En unos interesantes capítulos, cuentan los autores del libro las conversaciones y negociaciones que mantuvieron el propio Galíndez y Antón Irala bajo la supervisión del lehendakari José Antonio Aguirre, con el propósito de conseguir de la mencionada organización sanciones rotundas al régimen de Franco que, pensaban, podrían derivar en su derrocamiento. Lideraron con pragmatismo los vascos aquella estrategia debido a la enorme división que existía en el seno del gobierno español en el exilio entre los partidos que lo conformaban.

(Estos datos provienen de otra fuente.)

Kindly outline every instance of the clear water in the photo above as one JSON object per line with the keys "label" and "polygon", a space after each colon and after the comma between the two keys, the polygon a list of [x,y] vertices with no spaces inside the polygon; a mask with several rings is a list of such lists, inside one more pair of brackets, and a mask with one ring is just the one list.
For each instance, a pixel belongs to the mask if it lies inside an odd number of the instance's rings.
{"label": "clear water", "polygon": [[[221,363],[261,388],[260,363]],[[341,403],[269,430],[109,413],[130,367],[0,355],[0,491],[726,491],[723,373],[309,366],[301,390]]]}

A pesar de una victoria inicial en diciembre de 1946, el golpe fue tremendo cuando al año siguiente vieron traicionada toda esperanza.

En su atinada columna del pasado domingo, afirmó el director de este diario que, a raíz de la espiral de terror en Oriente Próximo, la ONU ni está ni se le espera. Temo que la cuestión es aún peor, porque cuando sí que ha estado ha sido incapaz de que sus propias resoluciones fueran respetadas. En una carta fechada el día de Santa Cecilia de 1947, Irala le habla al lehendakari de un profundo sentimiento de soledad; y, aunque hace suya la expresión de Aguirre de que no se puede estar eternamente condenado a la injusticia, añade que tampoco deben seguir atados al carro de la ineficacia y la incomprensión. Soledad, injusticia, ineficacia, incomprensión. Poco más cabe añadir.